SAML with pingfederate


(Jay Pfaffman) #1

I’m helping someone get SAML configured with PingFederate.

SAML GitHub - discourse/discourse-saml: Support for SAML in Discourse plugin is installed and configured.

  1. User goes to forum login page: https://discuss.myforumnamehere.org/login
  2. User clicks to log in with “SSO with SAML”
  3. SSO does not happen. User is brought back to the very same login page.

When I visit the DISCOURSE_SAML_TARGET_URL in my browser, I get the login screen, so it would seem that we should be getting the login screen, but instead we’re immediately redirected to the Discourse login page.
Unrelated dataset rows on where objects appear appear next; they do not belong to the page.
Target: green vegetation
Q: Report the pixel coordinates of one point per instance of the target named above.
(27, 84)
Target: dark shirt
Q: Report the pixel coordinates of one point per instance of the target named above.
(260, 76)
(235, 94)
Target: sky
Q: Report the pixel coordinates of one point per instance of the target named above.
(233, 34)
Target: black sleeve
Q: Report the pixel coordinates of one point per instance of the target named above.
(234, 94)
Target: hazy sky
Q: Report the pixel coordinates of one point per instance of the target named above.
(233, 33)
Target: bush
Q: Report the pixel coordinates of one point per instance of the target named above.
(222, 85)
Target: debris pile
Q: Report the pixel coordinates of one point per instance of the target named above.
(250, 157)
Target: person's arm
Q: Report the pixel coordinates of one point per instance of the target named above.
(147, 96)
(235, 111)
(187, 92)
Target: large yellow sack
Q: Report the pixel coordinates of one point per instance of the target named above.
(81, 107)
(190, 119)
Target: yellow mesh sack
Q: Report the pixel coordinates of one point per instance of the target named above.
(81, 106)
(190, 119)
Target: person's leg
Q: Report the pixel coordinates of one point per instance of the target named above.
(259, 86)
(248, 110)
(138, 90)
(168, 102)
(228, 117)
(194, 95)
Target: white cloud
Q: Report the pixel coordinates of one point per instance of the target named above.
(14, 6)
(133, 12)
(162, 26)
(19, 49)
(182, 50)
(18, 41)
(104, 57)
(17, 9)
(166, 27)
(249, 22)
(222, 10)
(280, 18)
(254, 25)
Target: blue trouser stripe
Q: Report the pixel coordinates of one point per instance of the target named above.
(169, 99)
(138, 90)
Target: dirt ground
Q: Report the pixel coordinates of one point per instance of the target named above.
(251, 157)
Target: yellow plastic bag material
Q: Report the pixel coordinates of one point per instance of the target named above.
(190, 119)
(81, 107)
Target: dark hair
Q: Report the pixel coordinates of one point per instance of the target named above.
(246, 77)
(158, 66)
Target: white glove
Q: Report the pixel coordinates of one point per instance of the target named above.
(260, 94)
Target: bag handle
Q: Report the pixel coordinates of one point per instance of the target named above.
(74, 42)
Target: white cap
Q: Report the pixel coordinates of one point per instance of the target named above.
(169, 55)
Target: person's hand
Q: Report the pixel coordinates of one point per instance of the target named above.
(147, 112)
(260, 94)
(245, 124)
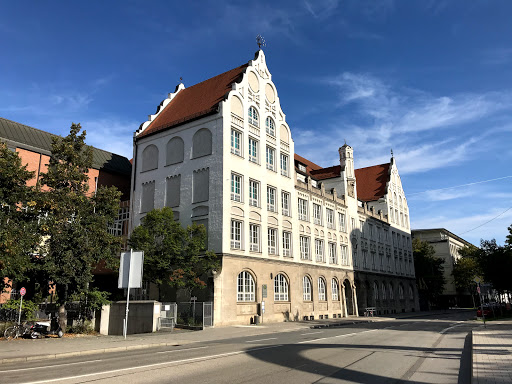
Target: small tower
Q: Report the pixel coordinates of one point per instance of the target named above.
(347, 164)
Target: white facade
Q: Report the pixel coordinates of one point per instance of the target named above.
(277, 230)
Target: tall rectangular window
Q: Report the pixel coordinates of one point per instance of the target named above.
(285, 165)
(236, 187)
(333, 259)
(319, 250)
(236, 142)
(272, 241)
(305, 248)
(253, 150)
(317, 214)
(271, 158)
(341, 220)
(303, 209)
(329, 218)
(271, 199)
(254, 237)
(285, 203)
(254, 193)
(287, 244)
(236, 234)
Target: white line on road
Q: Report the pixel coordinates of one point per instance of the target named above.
(180, 350)
(49, 366)
(191, 360)
(254, 341)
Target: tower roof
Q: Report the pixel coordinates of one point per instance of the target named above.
(196, 101)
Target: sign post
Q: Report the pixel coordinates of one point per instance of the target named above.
(22, 293)
(130, 276)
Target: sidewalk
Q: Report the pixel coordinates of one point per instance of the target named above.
(23, 350)
(492, 353)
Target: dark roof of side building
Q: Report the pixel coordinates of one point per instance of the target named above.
(23, 136)
(196, 101)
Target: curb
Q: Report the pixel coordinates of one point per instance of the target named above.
(90, 352)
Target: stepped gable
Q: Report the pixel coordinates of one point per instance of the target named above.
(372, 182)
(196, 101)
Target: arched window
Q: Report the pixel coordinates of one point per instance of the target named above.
(280, 288)
(271, 126)
(321, 289)
(306, 288)
(202, 143)
(335, 289)
(150, 158)
(253, 116)
(246, 287)
(175, 151)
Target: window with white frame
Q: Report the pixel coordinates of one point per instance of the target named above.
(236, 234)
(271, 199)
(306, 288)
(270, 126)
(280, 288)
(341, 220)
(319, 250)
(285, 203)
(254, 193)
(285, 165)
(246, 287)
(317, 214)
(236, 187)
(321, 289)
(303, 209)
(254, 237)
(253, 116)
(271, 158)
(236, 142)
(335, 289)
(329, 218)
(333, 259)
(305, 248)
(287, 244)
(253, 150)
(272, 241)
(344, 254)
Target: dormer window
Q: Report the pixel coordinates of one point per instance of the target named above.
(271, 126)
(253, 116)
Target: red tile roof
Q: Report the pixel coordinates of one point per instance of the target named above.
(196, 101)
(371, 182)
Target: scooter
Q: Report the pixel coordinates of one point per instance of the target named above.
(45, 328)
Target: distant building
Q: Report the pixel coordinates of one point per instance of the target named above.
(446, 245)
(34, 148)
(306, 240)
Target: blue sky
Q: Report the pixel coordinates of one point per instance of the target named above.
(430, 79)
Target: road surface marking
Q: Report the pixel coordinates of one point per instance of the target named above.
(254, 341)
(49, 366)
(191, 360)
(180, 350)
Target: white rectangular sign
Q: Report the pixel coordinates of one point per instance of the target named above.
(133, 266)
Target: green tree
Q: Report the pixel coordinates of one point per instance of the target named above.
(429, 271)
(76, 222)
(173, 255)
(19, 235)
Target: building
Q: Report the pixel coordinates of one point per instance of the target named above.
(446, 245)
(305, 240)
(34, 148)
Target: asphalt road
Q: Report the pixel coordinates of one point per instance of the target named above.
(428, 350)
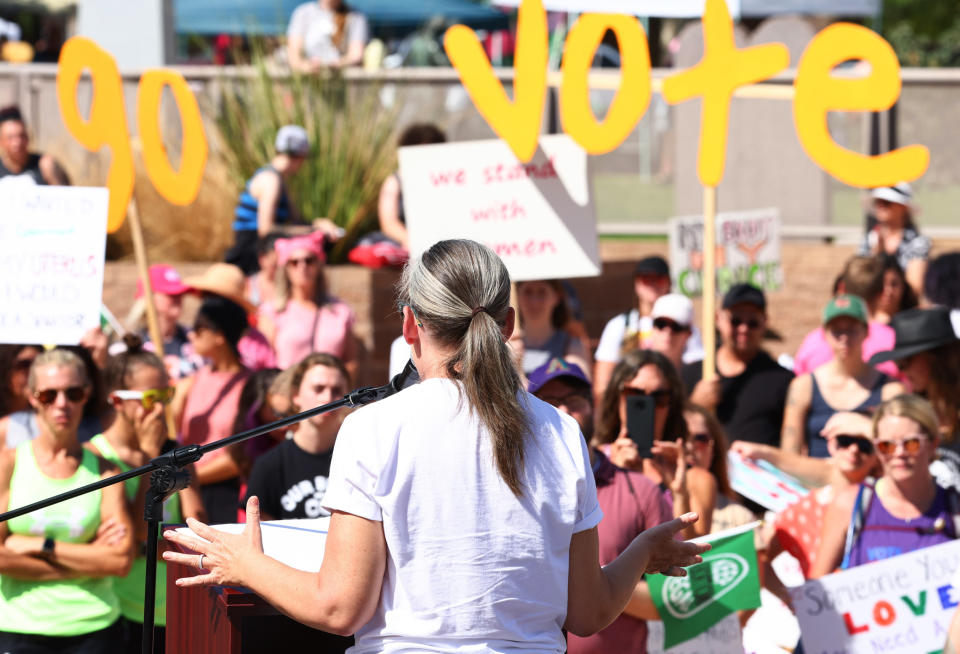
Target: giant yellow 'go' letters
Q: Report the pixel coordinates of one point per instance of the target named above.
(817, 93)
(107, 126)
(722, 69)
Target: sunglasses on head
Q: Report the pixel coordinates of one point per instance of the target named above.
(863, 444)
(702, 439)
(751, 323)
(147, 398)
(910, 445)
(22, 365)
(49, 395)
(305, 261)
(666, 323)
(661, 398)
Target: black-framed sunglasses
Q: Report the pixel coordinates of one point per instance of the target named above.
(666, 323)
(751, 323)
(863, 444)
(661, 398)
(49, 395)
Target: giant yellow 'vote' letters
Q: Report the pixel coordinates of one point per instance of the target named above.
(723, 68)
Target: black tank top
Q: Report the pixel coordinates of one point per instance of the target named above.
(31, 170)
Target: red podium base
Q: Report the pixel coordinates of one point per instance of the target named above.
(219, 620)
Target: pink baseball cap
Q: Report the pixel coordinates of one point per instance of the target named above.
(163, 279)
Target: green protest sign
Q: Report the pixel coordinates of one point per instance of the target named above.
(725, 582)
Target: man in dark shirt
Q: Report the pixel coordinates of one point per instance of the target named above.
(290, 479)
(750, 394)
(16, 160)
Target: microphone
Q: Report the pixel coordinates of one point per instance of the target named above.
(406, 377)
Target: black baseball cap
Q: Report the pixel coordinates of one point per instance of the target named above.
(744, 294)
(654, 265)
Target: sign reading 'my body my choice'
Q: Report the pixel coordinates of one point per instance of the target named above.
(536, 216)
(748, 251)
(900, 605)
(52, 241)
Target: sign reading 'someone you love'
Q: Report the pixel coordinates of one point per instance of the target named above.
(723, 68)
(52, 241)
(536, 216)
(902, 605)
(747, 251)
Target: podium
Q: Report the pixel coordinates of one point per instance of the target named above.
(224, 620)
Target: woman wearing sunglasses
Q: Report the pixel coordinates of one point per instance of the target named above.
(18, 421)
(55, 564)
(845, 383)
(138, 390)
(649, 373)
(927, 351)
(904, 510)
(305, 318)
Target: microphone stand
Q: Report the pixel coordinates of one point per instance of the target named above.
(167, 476)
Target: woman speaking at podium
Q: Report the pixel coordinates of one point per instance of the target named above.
(464, 512)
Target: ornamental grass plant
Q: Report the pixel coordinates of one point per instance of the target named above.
(352, 138)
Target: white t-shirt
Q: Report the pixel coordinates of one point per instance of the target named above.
(617, 329)
(470, 567)
(317, 26)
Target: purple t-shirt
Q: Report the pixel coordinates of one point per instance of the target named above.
(630, 503)
(884, 535)
(815, 350)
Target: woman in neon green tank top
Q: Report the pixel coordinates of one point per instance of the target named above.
(138, 388)
(56, 594)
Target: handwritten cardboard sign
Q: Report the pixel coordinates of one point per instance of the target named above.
(536, 216)
(763, 483)
(900, 605)
(748, 250)
(723, 68)
(52, 242)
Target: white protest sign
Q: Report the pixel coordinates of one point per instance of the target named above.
(52, 243)
(663, 8)
(748, 250)
(536, 216)
(900, 605)
(763, 483)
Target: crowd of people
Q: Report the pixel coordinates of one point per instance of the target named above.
(867, 415)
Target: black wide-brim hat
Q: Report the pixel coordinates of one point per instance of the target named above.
(918, 330)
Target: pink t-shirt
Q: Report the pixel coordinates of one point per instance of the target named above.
(300, 330)
(631, 503)
(255, 351)
(815, 351)
(211, 408)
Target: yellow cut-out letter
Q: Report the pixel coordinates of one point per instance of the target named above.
(633, 96)
(177, 187)
(517, 122)
(722, 69)
(818, 92)
(107, 125)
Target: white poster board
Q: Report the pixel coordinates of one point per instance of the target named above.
(52, 243)
(663, 8)
(748, 250)
(536, 216)
(901, 605)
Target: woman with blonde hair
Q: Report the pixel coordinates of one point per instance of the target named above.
(904, 510)
(464, 509)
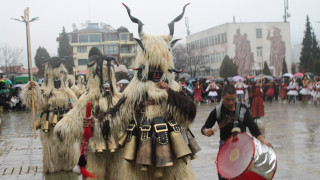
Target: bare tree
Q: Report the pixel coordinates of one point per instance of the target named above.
(180, 56)
(10, 58)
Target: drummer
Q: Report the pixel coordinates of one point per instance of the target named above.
(224, 114)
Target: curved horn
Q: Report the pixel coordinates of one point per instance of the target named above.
(171, 69)
(171, 24)
(140, 43)
(135, 20)
(139, 68)
(174, 42)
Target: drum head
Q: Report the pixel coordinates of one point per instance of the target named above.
(235, 157)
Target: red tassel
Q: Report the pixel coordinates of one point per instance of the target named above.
(87, 133)
(86, 173)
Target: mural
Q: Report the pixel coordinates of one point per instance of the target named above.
(277, 50)
(243, 56)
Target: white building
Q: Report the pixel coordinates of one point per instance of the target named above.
(116, 42)
(248, 44)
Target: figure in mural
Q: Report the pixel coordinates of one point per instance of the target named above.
(277, 50)
(243, 56)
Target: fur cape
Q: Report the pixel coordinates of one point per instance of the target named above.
(104, 165)
(46, 99)
(154, 53)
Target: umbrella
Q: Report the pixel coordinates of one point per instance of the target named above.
(262, 76)
(237, 78)
(41, 81)
(7, 82)
(83, 72)
(17, 85)
(289, 75)
(184, 75)
(121, 68)
(123, 81)
(298, 75)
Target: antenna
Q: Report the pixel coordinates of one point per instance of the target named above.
(286, 7)
(187, 25)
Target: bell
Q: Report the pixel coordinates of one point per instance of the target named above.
(99, 147)
(158, 173)
(112, 145)
(37, 124)
(193, 145)
(122, 140)
(144, 155)
(179, 146)
(163, 150)
(130, 148)
(45, 127)
(163, 155)
(54, 120)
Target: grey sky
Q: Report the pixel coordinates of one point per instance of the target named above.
(155, 14)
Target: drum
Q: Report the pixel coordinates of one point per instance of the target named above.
(245, 157)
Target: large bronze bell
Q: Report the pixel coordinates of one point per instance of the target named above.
(45, 127)
(179, 145)
(129, 151)
(144, 155)
(130, 148)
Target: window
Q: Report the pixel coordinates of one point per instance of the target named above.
(124, 37)
(259, 33)
(99, 47)
(81, 49)
(124, 49)
(94, 38)
(111, 49)
(259, 51)
(82, 62)
(111, 37)
(83, 38)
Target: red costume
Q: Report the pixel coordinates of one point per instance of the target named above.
(198, 93)
(283, 90)
(270, 91)
(257, 107)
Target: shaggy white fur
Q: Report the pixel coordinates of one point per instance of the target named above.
(104, 165)
(46, 99)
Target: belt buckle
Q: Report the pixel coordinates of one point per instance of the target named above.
(160, 130)
(131, 127)
(145, 128)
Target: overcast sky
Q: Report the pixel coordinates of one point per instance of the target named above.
(155, 14)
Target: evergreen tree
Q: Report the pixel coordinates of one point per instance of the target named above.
(40, 57)
(66, 51)
(284, 66)
(266, 70)
(315, 55)
(306, 51)
(228, 68)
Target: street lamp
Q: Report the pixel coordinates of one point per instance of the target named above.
(25, 19)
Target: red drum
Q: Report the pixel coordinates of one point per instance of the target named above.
(245, 157)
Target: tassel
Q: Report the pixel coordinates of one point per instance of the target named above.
(86, 173)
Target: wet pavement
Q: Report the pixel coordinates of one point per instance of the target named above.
(293, 129)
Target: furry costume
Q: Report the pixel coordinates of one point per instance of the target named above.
(81, 84)
(72, 85)
(100, 162)
(143, 101)
(53, 97)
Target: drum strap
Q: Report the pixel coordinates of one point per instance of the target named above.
(236, 119)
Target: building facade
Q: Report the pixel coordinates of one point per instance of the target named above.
(248, 44)
(118, 43)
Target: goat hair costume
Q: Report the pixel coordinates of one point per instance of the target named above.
(151, 122)
(53, 100)
(102, 158)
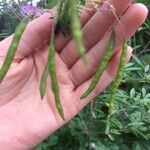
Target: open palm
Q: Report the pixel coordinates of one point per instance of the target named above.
(25, 119)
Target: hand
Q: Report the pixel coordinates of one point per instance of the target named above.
(25, 119)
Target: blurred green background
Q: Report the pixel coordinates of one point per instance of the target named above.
(130, 124)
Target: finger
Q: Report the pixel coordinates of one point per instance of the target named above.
(94, 30)
(131, 21)
(106, 78)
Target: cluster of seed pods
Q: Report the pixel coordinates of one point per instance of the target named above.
(67, 18)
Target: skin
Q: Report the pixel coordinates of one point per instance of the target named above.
(25, 120)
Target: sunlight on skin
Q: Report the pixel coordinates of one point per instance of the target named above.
(25, 120)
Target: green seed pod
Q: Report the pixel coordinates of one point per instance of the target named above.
(52, 72)
(76, 29)
(12, 49)
(118, 77)
(102, 67)
(43, 81)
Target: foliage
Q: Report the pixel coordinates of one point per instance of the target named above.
(130, 122)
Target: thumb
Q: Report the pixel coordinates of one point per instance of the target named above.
(35, 35)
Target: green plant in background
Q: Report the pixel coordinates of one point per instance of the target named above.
(130, 121)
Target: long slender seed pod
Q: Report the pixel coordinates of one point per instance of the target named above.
(118, 77)
(76, 29)
(52, 71)
(102, 66)
(12, 49)
(43, 81)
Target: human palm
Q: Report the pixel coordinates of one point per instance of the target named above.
(25, 119)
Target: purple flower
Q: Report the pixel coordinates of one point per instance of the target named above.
(29, 10)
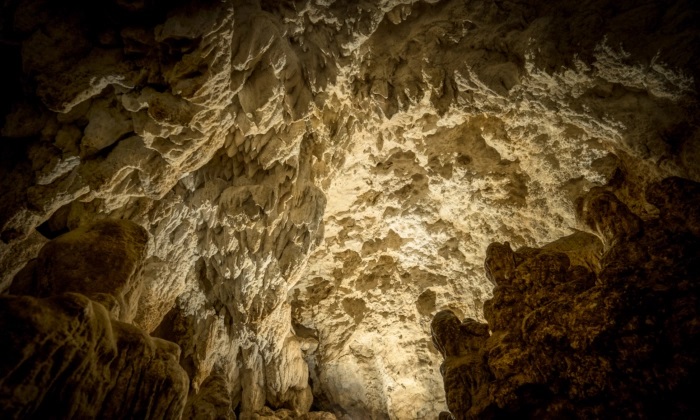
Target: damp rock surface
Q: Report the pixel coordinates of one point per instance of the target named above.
(300, 186)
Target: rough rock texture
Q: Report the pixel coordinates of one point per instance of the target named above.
(67, 356)
(566, 342)
(72, 361)
(318, 178)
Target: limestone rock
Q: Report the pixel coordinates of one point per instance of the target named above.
(69, 360)
(317, 179)
(104, 258)
(565, 342)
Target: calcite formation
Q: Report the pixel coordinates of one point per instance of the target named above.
(290, 191)
(563, 341)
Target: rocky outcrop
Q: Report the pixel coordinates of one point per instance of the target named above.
(565, 341)
(317, 179)
(67, 356)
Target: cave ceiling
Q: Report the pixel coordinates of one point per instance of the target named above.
(315, 180)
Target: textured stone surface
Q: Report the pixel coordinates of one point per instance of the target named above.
(319, 178)
(565, 342)
(70, 360)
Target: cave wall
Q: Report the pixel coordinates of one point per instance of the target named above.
(564, 341)
(315, 179)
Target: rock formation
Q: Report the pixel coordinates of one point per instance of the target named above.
(563, 341)
(290, 191)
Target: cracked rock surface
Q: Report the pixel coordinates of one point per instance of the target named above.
(290, 191)
(564, 341)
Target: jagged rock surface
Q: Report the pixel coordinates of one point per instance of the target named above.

By checking the production.log, the following error can be found (full log is shown below)

Filter chain halted as :redirect_to_login_if_required rendered or redirected
Started GET "/login.html?_=1525295104063" for [my_IP_Address] at 2018-05-02 21:05:04 +0000

Processing by StaticController#show as HTML
  Parameters: {"_"=>"1525295104063", "id"=>"login"}
  Rendering static/login.html.erb
  Rendered static/login.html.erb (29.8ms)
Completed 200 OK in 32ms (Views: 30.6ms | ActiveRecord: 7.4ms)
Started GET "/discourse_saml" for [my_IP_Address] at 2018-05-02 21:05:07 +0000
Processing by DiscourseSaml::DiscourseSamlController#index as HTML
Redirected to https://discuss.myforumnamehere.org/login
Filter chain halted as :redirect_to_login_if_required rendered or redirected
Completed 302 Found in 2ms (ActiveRecord: 0.0ms)
Started GET "/login" for [my_IP_Address] at 2018-05-02 21:05:07 +0000
Processing by StaticController#show as HTML
  Parameters: {"id"=>"login"}
  Rendering static/login.html.erb within layouts/application
  Rendered static/login.html.erb within layouts/application (15.6ms)
  Rendered layouts/_head.html.erb (0.3ms)
  Rendered common/_discourse_stylesheet.html.erb (0.1ms)
  Rendered common/_special_font_face.html.erb (0.2ms)
  Rendered application/_header.html.erb (0.3ms)
  Rendered common/_discourse_javascript.html.erb (0.3ms)
Completed 200 OK in 33ms (Views: 20.1ms | ActiveRecord: 4.3ms)
Started GET "/login.html?_=1525295107717" for [my_IP_Address] at 2018-05-02 21:05:07 +0000
Processing by StaticController#show as HTML
  Parameters: {"_"=>"1525295107717", "id"=>"login"}
  Rendering static/login.html.erb
  Rendered static/login.html.erb (14.0ms)
Completed 200 OK in 16ms (Views: 14.3ms | ActiveRecord: 0.4ms)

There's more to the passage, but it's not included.